Thank you for the report.
According to Agner Fog's table, complex LEA instructions should have a
3-cycle latency on that architecture (Haswell). Optimisations with this
instruction are proving interesting because there's such a variety
between processor architectures. There are some that are fine with 3
components, but slows right down if a scale factor is used.
Kit
On 09/10/2023 14:06, Nataraj S Narayan via fpc-devel wrote:
Hi Gareth
model name : Intel(R) Core(TM) i5-4200U CPU @ 1.60GHz
Regards
Nataraj S Narayan
Synergy Info Systems
Software & Technology Consultants
Ettumanoor, INDIA
Ph:+91 9443211326
On Sun, Oct 8, 2023 at 6:40 PM J. Gareth Moreton via fpc-devel
<fpc-devel@lists.freepascal.org> wrote:
Hi Nataraj
Which processor is that run on? (although too close to call, it
implies LEA has a latency of 2 in that case)
Kit
On 08/10/2023 14:06, Nataraj S Narayan via fpc-devel wrote:
Hi
[nataraj@dflyHP ~]$ fpc ttt.pas
Free Pascal Compiler version 3.2.2 [2023/07/04] for x86_64
Copyright (c) 1993-2021 by Florian Klaempfl and others
Target OS: DragonFly for x86-64
Compiling ttt.pas
Linking ttt
/usr/local/bin/ld.bfd: warning:
/usr/local/lib/fpc/3.2.2/units/x86_64-dragonfly/rtl/prt0.o:
missing .note.GNU-stack section implies executable stack
/usr/local/bin/ld.bfd: NOTE: This behaviour is deprecated and
will be removed in a future version of the linker
121 lines compiled, 14.9 sec
[nataraj@dflyHP ~]$ ./ttt
Pascal control case: 6.7 ns/call
Using LEA instruction: 4.2 ns/call
Using ADD instructions: 4.0 ns/call
Nataraj S Narayan
Synergy Info Systems
Software & Technology Consultants
Ettumanoor, INDIA
Ph:+91 9443211326
On Sat, Oct 7, 2023 at 9:39 PM J. Gareth Moreton via fpc-devel
<fpc-devel@lists.freepascal.org> wrote:
That's interesting; I am interested to see the assembly
output for the
Pascal control cases.
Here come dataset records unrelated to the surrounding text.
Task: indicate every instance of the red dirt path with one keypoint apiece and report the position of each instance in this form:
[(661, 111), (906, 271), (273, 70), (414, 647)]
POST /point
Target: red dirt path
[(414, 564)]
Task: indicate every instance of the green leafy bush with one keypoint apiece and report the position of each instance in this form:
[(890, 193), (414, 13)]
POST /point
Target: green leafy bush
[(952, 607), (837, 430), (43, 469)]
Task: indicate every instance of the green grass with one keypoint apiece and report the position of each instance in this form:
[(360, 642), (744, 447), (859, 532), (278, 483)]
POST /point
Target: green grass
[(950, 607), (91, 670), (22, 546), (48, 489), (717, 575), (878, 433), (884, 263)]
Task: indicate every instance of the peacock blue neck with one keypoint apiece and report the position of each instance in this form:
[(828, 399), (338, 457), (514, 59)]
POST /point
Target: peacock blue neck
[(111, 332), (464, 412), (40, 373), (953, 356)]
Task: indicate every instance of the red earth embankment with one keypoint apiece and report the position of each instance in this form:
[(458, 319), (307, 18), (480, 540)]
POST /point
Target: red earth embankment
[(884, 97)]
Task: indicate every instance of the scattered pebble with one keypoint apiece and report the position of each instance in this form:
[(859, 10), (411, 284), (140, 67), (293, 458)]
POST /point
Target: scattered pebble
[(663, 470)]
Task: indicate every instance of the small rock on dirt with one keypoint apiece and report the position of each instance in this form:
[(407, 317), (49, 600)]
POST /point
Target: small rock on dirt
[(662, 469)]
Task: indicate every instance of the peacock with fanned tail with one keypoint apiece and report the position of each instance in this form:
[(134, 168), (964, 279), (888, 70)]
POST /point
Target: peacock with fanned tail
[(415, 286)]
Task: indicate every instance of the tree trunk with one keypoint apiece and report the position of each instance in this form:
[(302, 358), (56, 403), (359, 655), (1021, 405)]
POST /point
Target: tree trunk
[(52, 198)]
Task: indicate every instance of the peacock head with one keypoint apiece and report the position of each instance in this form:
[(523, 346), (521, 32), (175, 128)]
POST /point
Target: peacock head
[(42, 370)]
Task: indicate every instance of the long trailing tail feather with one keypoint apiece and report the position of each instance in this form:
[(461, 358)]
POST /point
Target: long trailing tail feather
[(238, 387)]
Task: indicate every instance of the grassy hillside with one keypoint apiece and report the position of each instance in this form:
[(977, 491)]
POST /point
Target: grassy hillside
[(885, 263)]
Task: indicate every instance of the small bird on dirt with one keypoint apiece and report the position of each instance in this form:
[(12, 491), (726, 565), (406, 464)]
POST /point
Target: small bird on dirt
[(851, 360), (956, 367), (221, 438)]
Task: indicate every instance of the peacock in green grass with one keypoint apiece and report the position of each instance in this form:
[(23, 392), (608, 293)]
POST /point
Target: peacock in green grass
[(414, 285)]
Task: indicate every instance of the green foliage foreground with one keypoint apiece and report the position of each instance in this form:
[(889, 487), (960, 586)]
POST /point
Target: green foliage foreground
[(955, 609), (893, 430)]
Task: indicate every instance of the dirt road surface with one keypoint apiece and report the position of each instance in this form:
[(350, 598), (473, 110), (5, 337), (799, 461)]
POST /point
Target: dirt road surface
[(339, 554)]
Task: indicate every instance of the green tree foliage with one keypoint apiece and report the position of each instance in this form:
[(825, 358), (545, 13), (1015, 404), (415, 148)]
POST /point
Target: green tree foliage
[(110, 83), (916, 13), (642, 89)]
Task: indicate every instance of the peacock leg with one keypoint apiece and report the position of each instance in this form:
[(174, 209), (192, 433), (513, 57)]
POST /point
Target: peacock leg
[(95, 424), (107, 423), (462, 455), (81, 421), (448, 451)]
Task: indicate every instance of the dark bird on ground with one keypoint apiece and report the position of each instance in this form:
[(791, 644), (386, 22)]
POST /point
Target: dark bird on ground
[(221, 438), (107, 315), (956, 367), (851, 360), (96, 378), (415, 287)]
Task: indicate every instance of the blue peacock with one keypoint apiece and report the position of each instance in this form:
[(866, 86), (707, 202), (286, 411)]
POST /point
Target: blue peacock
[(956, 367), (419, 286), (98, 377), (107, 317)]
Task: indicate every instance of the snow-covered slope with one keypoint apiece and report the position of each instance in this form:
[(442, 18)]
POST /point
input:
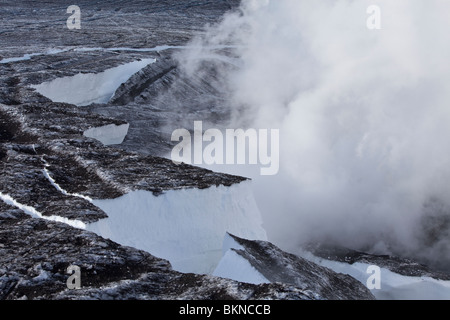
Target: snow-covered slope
[(183, 226), (262, 262), (84, 89), (233, 266), (393, 286), (108, 135)]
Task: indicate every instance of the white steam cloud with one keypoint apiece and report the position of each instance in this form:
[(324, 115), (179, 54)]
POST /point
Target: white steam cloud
[(364, 118)]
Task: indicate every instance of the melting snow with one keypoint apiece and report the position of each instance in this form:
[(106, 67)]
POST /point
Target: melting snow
[(393, 285), (184, 226), (235, 267), (84, 89), (108, 135), (36, 214)]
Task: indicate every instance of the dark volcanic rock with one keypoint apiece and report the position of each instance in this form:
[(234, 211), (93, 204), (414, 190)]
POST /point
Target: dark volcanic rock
[(35, 255), (402, 266), (278, 266)]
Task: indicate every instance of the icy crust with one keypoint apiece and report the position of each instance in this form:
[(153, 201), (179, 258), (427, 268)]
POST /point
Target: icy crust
[(184, 226), (262, 262), (110, 134), (84, 89), (395, 283), (35, 254)]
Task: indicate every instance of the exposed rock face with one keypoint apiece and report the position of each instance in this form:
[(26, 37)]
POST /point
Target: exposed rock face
[(401, 266), (51, 170), (35, 255), (276, 265)]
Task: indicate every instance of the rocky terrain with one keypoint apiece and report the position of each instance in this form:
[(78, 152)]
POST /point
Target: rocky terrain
[(50, 171)]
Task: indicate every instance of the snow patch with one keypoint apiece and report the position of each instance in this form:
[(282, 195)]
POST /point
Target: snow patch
[(28, 56), (393, 285), (184, 226), (58, 187), (84, 89), (108, 135), (36, 214), (234, 266)]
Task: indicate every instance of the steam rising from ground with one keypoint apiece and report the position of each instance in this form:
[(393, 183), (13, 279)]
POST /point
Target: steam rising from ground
[(364, 118)]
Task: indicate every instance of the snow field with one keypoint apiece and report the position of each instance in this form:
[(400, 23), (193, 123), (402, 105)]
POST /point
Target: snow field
[(108, 135), (84, 89), (183, 226), (234, 266), (393, 285)]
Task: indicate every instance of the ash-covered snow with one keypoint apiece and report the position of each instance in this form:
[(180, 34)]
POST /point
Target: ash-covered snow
[(108, 135), (234, 266), (266, 263), (84, 89), (183, 226), (393, 286)]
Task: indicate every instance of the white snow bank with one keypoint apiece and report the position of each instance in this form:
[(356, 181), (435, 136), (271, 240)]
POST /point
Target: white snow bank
[(393, 285), (84, 89), (235, 267), (58, 187), (109, 134), (36, 214), (184, 226), (28, 56)]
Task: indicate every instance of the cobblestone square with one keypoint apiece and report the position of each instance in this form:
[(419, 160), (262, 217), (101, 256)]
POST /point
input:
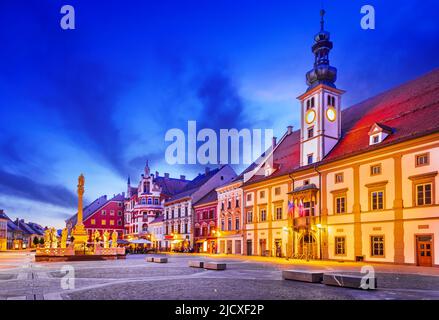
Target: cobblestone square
[(246, 278)]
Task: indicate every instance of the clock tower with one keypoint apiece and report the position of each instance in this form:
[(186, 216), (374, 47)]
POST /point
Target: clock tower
[(320, 104)]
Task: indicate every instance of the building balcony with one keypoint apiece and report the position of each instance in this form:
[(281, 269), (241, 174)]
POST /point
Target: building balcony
[(305, 222)]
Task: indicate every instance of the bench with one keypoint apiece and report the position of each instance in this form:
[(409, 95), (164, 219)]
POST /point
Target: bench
[(215, 266), (349, 281), (196, 264), (161, 260), (304, 276)]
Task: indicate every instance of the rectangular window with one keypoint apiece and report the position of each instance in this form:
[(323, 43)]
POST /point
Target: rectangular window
[(423, 194), (339, 177), (377, 246), (279, 213), (422, 159), (249, 217), (377, 200), (340, 204), (340, 246), (375, 170), (263, 215), (310, 132)]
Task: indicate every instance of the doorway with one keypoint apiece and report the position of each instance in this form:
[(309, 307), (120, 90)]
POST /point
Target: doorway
[(249, 247), (424, 250)]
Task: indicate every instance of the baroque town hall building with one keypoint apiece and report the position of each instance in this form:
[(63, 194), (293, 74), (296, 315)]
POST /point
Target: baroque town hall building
[(353, 184)]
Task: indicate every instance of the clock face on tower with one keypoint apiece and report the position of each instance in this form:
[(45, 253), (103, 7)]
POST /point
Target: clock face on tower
[(310, 116), (331, 114)]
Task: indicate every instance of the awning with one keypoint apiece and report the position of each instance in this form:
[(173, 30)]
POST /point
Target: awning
[(140, 241)]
As for the 64-bit version, that was my
fault
since the assembly language is for Microsoft's ABI rather
than the
System V ABI, so it was checking a register with an undefined
value.
Find attached the fixed test.
Kit
P.S. Results on my Intel(R) Core(TM) i7-10750H
Pascal control case: 2.0 ns/call
Using LEA instruction: 1.7 ns/call
Using ADD instructions: 1.3 ns/call
On 07/10/2023 16:51, Tomas Hajny via fpc-devel wrote:
> On 2023-10-07 03:57, J. Gareth Moreton via fpc-devel wrote:
>
>
> Hi Kit,
>
>> Do you think this should suffice? Originally it ran for
1,000,000
>> repetitions but I fear that will take way too long on a
486, so I
>> reduced it to 10,000.
>
> OK, I tried it now. First of all, after turning on the old
machine, I
> realized that it wasn't Intel but AMD 486 DX4 - sorry for
my bad
> memory. :-( I compiled and ran the test under OS/2 there (I
was too
> lazy to boot it to DOS ;-) ), but I assume that it
shouldn't make any
> substantial difference. The ADD and LEA results were
basically the
> same there, both around 100 ns / call. The Pascal result
was around
> twice as long. Interestingly, the Pascal result for FPC
3.2.2 was
> around 10% longer than the same source compiled with FPC
2.0.3 (the
> assembler versions were obviously the same for both FPC
versions; I
> tried compiling it also with FPC 1.0.10 and the assembler
versions
> were more than three times slower due to missing support
for the
> nostackframe directive).
>
> I tested it under the AMD Athlon 1 GHz machine as well and
again, the
> results for LEA and ADD are basically equal (both 3.1
ns/call) and the
> result for Pascal slightly more than twice (7.3 ns/call).
However,
> rather surprisingly for me, the overall test run was _much_
longer
> there?! Finally, I tried compiling the test on a 64-bit
machine (AMD
> A9-9425) with Linux (compiled for 64-bits with FPC 3.2.3
compiled from
> a fresh 3.2 branch). The Pascal version shows about 4
ns/call, but the
> assembler version runs forever - well, certainly much
longer than my
> patience lasts. I haven't tried to analyze the reasons, but
that's
> what I get.
>
> Tomas
>
>
>
>>
>> On 03/10/2023 06:30, Tomas Hajny via fpc-devel wrote:
>>> On October 3, 2023 03:32:34 +0200, "J. Gareth Moreton via
fpc-devel"
>>> <fpc-devel@lists.freepascal.org> wrote:
>>>
>>>
>>> Hii Kit,
>>>
>>>> This is mainly to Florian, but also to anyone else who
can answer
>>>> the question - at which point did a complex LEA
instruction (using
>>>> all three input operands and some other specific
circumstances) get
>>>> slow? Preliminary research suggests the 486 was when it
gained
>>>> extra latency, and then Sandy Bridge when it got
particularly bad.
>>>> Icy Lake seems to be the architecture where faster LEA
instructions
>>>> are reintroduced, but I'm not sure about AMD processors.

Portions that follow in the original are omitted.